La Turchia e i curdi
La Turchia ha colpito, alcuni giorni fa, con attacco a mezzo droni postazioni dei curdi nel nord della Siria. Sarebbero cinquanta gli obiettivi utilizzati dai militanti curdi in Siria come rappresaglia per i 12 soldati turchi uccisi in Iraq durante lo scorso fine settimana. La Agenzia di intelligence turca ha diffuso i filmati degli attacchi con droni a Qamishli, Ain Al Arab (Kobani) e Amuda tutte nella Siria del nord, strutture utilizzate per scopi militari, economici e logistici dai militanti curdi.
Un mondo frastagliato da microconflitti
L’Afghanistan in mano ai talebani rimane un paese altamente instabile così come altri che vivono una perenne situazione di guerra civile come Libia, Siria, Iraq e Sud Sudan.
Alcuni conflitti interni alle nazioni, o transnazionali sono legati a gruppi terroristici, come nei casi degli indipendentisti dell’IRA e dell’ETA in Irlanda del Nord e nei paesi baschi spagnoli.
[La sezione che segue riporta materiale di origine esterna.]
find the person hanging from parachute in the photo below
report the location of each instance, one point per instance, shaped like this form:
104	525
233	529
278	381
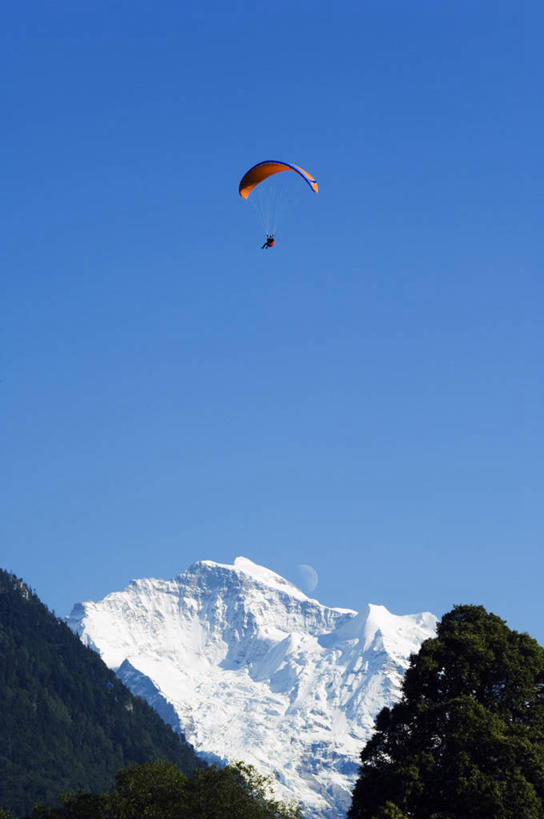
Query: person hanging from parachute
261	172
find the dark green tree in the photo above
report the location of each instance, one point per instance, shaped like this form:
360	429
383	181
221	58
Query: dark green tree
67	724
467	738
158	790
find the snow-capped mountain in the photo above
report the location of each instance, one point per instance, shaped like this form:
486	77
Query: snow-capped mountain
249	667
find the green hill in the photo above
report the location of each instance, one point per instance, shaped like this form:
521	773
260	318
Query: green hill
67	723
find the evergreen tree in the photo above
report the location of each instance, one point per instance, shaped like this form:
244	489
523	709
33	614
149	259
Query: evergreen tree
467	738
158	790
66	722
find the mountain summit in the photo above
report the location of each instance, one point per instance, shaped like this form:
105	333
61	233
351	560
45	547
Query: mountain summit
249	667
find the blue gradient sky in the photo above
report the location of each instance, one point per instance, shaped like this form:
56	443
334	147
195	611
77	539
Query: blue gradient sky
366	397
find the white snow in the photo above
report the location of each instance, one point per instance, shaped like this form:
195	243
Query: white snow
249	667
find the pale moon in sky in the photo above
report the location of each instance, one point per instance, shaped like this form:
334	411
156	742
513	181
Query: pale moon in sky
308	576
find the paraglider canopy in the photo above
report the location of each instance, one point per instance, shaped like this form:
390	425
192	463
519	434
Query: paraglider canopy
258	173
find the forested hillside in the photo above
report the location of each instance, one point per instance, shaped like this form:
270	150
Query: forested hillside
66	722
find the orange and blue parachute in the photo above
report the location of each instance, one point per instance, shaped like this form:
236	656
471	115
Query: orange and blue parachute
271	200
258	173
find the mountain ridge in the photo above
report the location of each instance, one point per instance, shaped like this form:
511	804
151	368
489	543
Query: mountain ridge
251	668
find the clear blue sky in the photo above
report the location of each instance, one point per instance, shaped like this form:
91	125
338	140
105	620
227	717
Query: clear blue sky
367	397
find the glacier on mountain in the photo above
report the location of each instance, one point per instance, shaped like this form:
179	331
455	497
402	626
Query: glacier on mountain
249	667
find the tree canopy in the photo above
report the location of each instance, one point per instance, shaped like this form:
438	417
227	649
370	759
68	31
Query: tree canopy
466	739
159	790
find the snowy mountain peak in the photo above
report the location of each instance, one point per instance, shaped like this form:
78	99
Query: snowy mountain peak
247	568
249	667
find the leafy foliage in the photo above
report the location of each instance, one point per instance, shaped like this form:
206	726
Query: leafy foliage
66	722
159	790
467	737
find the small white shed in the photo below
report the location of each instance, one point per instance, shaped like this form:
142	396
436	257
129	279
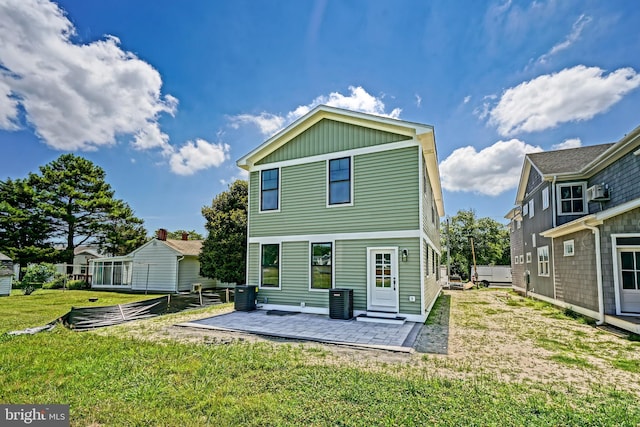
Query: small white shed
6	274
159	266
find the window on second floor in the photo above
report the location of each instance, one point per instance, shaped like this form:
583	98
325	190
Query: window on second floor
571	198
340	181
269	183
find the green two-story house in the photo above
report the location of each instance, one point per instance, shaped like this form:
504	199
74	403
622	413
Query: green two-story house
342	199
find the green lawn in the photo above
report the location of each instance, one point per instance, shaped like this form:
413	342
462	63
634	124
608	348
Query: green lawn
112	380
20	311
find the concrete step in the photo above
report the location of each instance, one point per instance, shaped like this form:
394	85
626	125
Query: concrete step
374	317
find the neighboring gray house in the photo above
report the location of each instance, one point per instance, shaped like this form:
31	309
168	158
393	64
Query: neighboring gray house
6	274
160	265
576	230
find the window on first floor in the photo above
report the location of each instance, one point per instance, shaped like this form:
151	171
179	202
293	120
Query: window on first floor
543	261
571	198
569	247
270	266
321	265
Numerose organizzazioni jihadiste armate sono presenti in nazioni africane come Nigeria, Mali, Somalia o Repubblica Centrafricana oppure in paesi mediorientali come Siria e Iraq, ovvero in Pakistan.
A tali tipologie, infine, possono essere affiancati i conflitti “a bassa intensità” come quello tra India e Pakistan, i cui rapporti diplomatici sono estremamente tesi da decenni, e che in più di un’occasione si sono affrontati anche in modo diretto.
Il leader della Corea del Nord, Kim Jong-un, ha esortato ieri il suo partito ad “accelerare” i preparativi di guerra, compreso il programma nucleare del Paese.
Lo riporta l’agenzia di stampa ufficiale nordcoreana. La notizia giunge solo una settimana dopo il suo avvertimento, secondo cui Pyongyang non esiterà a lanciare un attacco se “provocata” con armi nucleari.